Adaptive spatiotemporal graph learning for multi-horizon probabilistic wind power forecasting.

Accurate and reliable forecasting of wind power generation is a cornerstone for ensuring the operational flexibility, economic efficiency, and grid stability of modern power systems with high renewable penetration. While recent advances in deep learning have improved point and probabilistic forecasting, most existing methods still emphasize error minimization at isolated horizons or locations, neglecting the spatiotemporal dependencies, uncertainty calibration, and temporal coherence that are critical in real-world decision-making contexts. In this study, we propose a novel adaptive spatiotemporal graph neural network (ST-GNN) framework for multi-horizon probabilistic wind power forecasting, designed to jointly optimize deterministic accuracy, distributional sharpness, and temporal stability.

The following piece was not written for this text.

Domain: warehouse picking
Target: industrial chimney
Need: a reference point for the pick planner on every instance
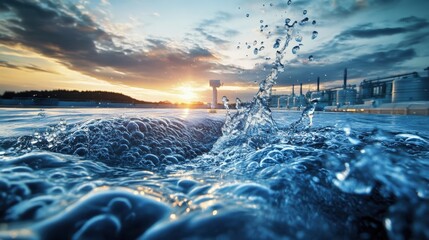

The framework integrates site-specific meteorological inputs and SCADA data into a dynamically evolving graph structure, where edges are adaptively reweighted to capture changing inter-site correlations driven by wind climatology. A unified multi-objective loss function is formulated, combining mean error minimization with probabilistic metrics such as the Continuous Ranked Probability Score (CRPS) and a temporal smoothness regularizer that mitigates spurious fluctuations across consecutive horizons. Comprehensive case studies are conducted using two years of high-resolution data from a wind farm cluster consisting of twelve geographically diverse sites. Results demonstrate that the proposed model achieves up to 13% reduction in RMSE at 1-4 hour horizons and maintains improvements above 5% at 24-hour horizons when compared with state-of-the-art baselines. Probabilistic evaluations indicate a reduction in calibration error, with empirical coverage deviations generally within 3% across central quantiles and uncertainty estimates that adapt to different meteorological regimes. Moreover, the temporal rank-order consistency of predictions remains significantly higher than existing models, reducing dispatch-related instabilities and improving multi-site coordination. These findings suggest that the integration of spatiotemporal graph structures with probabilistic training objectives can provide a flexible and potentially generalizable paradigm.